Distributed Training with CoDDL

Manage your GPU cluster using CoDDL
The CoDDL system is a resource management framework for deep learning training jobs over GPU clusters. It automatically manages the training of multiple AI models to run fast and efficiently in a GPU cluster. When a developer submits a model for training, the system automatically accelerates the training by parallelizing its execution with multiple GPUs to utilize them simultaneously.

The CoDDL System Architecture

Efficient training via elastic resource sharing
The CoDDL system is especially designed for elastic resource sharing that enables the job scheduler to optimize the cluster-wide performance by elastically re-adjusting the GPU shares across multiple training jobs, even when some of the jobs are already running. CoDDL is designed to minimize the system overhead of GPU share re-adjustment for precise and efficient resource allocation decisions that substantially increase the overall cluster performance.

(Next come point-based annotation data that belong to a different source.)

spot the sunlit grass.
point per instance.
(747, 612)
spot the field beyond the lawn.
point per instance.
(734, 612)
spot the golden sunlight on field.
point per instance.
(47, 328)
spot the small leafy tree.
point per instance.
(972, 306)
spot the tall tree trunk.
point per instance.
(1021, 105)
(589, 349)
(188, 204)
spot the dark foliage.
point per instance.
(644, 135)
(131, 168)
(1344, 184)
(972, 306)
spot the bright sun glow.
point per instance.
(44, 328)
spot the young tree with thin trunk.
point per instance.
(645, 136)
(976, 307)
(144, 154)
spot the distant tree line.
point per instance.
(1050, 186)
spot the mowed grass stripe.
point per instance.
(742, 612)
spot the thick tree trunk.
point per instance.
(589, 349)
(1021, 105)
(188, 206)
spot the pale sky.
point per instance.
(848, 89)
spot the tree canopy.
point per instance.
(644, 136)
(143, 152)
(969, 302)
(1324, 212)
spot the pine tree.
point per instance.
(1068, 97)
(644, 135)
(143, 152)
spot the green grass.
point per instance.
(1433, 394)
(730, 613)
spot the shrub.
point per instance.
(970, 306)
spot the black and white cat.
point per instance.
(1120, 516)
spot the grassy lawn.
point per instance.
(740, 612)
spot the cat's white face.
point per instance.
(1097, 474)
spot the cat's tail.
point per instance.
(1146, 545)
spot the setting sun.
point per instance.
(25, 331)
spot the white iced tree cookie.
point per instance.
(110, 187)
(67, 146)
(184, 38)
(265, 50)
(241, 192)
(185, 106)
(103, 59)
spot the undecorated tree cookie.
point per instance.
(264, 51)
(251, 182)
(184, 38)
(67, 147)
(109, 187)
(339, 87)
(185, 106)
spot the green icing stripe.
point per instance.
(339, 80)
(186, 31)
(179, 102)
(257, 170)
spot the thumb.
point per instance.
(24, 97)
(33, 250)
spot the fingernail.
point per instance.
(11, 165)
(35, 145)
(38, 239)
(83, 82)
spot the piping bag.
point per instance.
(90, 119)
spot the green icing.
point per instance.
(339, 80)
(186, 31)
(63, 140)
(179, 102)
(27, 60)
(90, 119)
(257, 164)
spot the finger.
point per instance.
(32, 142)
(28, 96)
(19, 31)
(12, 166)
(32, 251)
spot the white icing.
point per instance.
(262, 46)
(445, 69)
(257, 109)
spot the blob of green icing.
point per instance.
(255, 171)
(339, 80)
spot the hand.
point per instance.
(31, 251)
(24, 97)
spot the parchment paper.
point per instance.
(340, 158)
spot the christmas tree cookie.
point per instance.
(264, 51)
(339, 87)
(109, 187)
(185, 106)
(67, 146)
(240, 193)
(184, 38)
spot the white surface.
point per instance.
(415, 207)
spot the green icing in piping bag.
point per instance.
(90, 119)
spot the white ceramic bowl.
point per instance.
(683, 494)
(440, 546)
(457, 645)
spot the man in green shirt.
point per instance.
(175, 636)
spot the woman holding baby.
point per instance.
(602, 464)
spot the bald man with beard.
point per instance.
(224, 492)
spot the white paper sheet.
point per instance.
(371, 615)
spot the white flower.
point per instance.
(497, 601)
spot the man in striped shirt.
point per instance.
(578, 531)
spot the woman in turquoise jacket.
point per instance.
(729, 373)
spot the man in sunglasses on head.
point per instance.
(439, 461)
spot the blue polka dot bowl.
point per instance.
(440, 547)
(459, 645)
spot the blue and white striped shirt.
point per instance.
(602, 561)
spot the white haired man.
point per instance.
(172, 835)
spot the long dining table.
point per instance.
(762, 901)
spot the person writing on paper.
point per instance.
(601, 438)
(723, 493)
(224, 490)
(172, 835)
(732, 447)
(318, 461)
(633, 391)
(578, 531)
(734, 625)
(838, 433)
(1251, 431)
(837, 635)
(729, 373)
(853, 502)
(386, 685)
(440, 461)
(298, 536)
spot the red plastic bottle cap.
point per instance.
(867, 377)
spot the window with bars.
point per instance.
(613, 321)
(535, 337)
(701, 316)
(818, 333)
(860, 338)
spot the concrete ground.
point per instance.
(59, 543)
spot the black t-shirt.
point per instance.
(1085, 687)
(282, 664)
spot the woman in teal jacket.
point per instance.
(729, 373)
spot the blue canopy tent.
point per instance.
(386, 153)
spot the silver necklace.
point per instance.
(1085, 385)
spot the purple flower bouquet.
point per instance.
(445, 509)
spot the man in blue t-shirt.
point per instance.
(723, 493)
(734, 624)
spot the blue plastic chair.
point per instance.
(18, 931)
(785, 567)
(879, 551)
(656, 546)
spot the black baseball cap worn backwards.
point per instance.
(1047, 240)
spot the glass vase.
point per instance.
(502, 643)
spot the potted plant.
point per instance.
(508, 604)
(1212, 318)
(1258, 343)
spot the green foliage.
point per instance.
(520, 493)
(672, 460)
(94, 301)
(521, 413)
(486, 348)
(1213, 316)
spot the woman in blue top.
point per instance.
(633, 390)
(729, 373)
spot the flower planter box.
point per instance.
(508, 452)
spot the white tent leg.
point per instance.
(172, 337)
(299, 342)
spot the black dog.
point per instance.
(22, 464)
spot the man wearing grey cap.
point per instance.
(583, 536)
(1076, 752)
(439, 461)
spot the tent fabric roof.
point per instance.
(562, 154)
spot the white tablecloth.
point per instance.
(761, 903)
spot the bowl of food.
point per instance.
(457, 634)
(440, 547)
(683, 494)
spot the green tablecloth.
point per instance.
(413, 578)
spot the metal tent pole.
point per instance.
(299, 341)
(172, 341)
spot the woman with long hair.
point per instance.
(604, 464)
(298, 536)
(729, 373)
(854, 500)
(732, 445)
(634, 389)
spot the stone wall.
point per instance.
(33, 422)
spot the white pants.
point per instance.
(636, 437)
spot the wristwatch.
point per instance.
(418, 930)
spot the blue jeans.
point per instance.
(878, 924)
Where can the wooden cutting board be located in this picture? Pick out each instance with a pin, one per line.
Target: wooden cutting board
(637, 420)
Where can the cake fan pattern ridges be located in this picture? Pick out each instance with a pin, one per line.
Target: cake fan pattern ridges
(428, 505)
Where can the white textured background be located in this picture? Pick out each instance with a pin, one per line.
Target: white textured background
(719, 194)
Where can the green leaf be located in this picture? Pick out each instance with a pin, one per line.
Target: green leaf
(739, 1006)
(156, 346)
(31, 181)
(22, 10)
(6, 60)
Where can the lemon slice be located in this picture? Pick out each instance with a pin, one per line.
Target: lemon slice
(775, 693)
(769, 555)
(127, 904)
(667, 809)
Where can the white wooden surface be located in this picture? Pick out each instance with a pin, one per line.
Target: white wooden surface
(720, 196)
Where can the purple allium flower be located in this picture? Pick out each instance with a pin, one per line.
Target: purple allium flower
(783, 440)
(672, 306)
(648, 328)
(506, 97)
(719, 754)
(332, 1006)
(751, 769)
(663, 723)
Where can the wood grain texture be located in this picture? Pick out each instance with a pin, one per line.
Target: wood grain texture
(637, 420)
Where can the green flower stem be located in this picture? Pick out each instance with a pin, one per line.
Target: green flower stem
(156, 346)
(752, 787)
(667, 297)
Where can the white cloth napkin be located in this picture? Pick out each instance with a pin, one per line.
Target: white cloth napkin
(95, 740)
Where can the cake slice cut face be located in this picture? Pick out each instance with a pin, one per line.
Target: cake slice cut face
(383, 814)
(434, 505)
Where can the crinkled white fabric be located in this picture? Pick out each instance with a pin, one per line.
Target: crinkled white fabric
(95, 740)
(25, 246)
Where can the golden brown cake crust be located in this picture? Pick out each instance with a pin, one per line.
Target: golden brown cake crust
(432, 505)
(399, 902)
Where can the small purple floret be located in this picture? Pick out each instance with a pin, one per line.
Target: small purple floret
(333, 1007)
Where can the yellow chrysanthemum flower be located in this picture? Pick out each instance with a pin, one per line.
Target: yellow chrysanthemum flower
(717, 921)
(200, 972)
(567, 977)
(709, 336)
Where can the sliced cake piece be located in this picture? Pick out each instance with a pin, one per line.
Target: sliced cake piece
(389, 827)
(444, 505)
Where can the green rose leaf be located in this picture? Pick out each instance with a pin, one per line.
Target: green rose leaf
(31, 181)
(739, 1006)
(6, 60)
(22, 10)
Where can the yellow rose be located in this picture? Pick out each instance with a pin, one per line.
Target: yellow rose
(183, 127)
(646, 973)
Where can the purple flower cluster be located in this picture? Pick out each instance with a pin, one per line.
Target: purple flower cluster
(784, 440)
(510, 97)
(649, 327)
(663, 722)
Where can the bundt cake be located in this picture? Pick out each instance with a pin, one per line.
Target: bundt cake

Elastic Resource Sharing over a 64-GPU Cluster

The CoDDL system is beneficial for both model developers and cluster operators. Model developers can save their effort for writing distributed training code as it is automatically done by the CoDDL back-end system. They also do not need to determine how many GPUs to request or how to distribute their assigned GPUs across their multiple training jobs — they can simply request throughput objectives (e.g., deadline) of each job to the system, then the system will automatically assign GPUs to achieve objectives. Meanwhile, cluster operators can serve the training jobs efficiently thanks to the highly optimized elastic job scheduling system implemented by the CoDDL system.